Amerika Birleşik Devletleri Başkanı Donald Trump’ın Beyaz Saray’daki ilk tam günü, tahvil piyasasında beklenen olumsuz gelişmelerin aksine oldukça olumlu geçti. Bu süreçte, ABD devlet tahvilleri önemli bir yükseliş sergileyerek, tahvil getirileri yılın en düşük seviyelerine geriledi. Özellikle Trump’ın “Amerika’yı önceleyen” politikalarını hayata geçirmek amacıyla imzaladığı bir dizi kararname, iş dünyasında memnuniyetle karşılandı. Ancak, bu durum tarife açıklamaları nedeniyle tahvil piyasalarında bir miktar olumsuz etki yaratabilirdi; fakat ilk etapta tahvil piyasalarını olumsuz yönde etkilemediği görüldü.
Bir diğer dikkat çeken gelişme ise petrol fiyatlarının düşüşü oldu. Bu düşüş, enflasyon endişelerinin azalmasına katkıda bulunarak, tahvil getirilerinin birçok vade diliminde aşağı yönlü hareket etmesine sebep oldu. Trump’ın tarihsel olarak başkanlık yemin töreni öncesi ortaya çıkan bütçe açığı endişeleri, 30 yıllık tahvil getirisini yüzde 5’e kadar yükseltmişken, bu oran Salı günü altı baz puanlık bir düşüşle yüzde 4,80’e geriledi.

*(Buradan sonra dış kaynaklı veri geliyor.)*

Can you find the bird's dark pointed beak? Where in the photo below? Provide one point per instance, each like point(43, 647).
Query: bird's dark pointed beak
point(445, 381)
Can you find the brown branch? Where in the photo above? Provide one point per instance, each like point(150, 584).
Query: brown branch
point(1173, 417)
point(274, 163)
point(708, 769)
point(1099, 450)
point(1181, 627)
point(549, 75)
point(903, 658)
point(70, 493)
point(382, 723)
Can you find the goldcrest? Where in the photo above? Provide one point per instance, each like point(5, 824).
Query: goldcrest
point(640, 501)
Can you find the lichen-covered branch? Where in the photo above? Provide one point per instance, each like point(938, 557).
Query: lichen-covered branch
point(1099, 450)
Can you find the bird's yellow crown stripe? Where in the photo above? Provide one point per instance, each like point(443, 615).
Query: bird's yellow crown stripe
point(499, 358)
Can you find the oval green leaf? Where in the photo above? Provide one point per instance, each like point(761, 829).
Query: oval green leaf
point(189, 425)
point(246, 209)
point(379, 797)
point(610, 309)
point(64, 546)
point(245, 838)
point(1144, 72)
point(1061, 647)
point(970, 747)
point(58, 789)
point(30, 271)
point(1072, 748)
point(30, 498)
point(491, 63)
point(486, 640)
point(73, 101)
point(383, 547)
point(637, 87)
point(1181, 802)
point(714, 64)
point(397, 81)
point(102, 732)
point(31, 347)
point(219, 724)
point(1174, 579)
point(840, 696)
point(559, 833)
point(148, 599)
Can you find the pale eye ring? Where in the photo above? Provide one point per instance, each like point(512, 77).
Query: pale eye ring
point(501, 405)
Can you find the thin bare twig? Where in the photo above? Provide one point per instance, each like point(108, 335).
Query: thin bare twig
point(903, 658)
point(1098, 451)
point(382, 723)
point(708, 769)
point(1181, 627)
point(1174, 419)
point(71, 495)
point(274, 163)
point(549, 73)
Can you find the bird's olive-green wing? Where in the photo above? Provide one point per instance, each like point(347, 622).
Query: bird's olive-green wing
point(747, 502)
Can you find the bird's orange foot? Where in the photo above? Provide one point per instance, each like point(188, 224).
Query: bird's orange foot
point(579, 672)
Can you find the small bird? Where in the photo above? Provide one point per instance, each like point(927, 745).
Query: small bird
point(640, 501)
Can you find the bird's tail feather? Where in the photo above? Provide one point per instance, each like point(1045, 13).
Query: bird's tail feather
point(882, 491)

Finans alanında önemli yorumlarıyla tanınan Mischler Financial Group Genel Müdürü Glen Capelo, Trump’ın tahvil piyasalarını etkileyecek açıklamalar yapacağına dikkat çekti. Capelo, “Trump, Trump olacak ve piyasaları kızdıran açıklamalar yapacak. Ancak günün sonunda Trump bir iş adamıdır ve düşük faizleri anlıyor. Bu nedenle faiz oranlarının daha yüksek değil, daha düşük olacağından eminim” ifadelerini kullanarak Trump’ın tahvil piyasaları üzerindeki olası olumlu etkisine işaret etti.
Capelo, aynı zamanda Hazine Bakanı olarak Scott Bessent’ın seçilmesinin ve tarifelerin kademeli bir şekilde uygulanmasının, tahvil getirilerini desteklemeye devam edeceğini düşündüğünü belirtti. Bu durum, tahvil yatırımcıları için ek bir güvence sağlarken, Trump yönetiminin mali politikalarının tahvil piyasalarındaki dalgalanmaları nasıl etkileyebileceği konusunda da ipuçları sunuyor. Dahası, tahvil piyasalarının Trump’tan beklentileri açısından, Başkan’ın iş dünyasına yönelik açıklamaları ve kararlarının önem taşıdığı açıktır.
Özetle, Donald Trump’ın başkanlık sürecinin başlangıcı, tahvil piyasalarında korkulan senaryoların aksine, yatırımcılar için olumlu bir atmosfer yaratmış gözüküyor. İmzalanan belgeler ve ortaya konan politikalar, daha geniş anlamda finansal piyasalarda sağlam bir etki yaratmaya devam edebilir. Özellikle enflasyon, faiz oranları ve bütçe açığı gibi konular, ilerleyen günlerde tahvil piyasalarının seyrini belirleyen başlıca etkenler arasında yer alacaktır. Bu noktada, Trump yönetiminin alacağı kararlar ve açıklamalar, yatırımcılar için kritik öneme sahip olacaktır.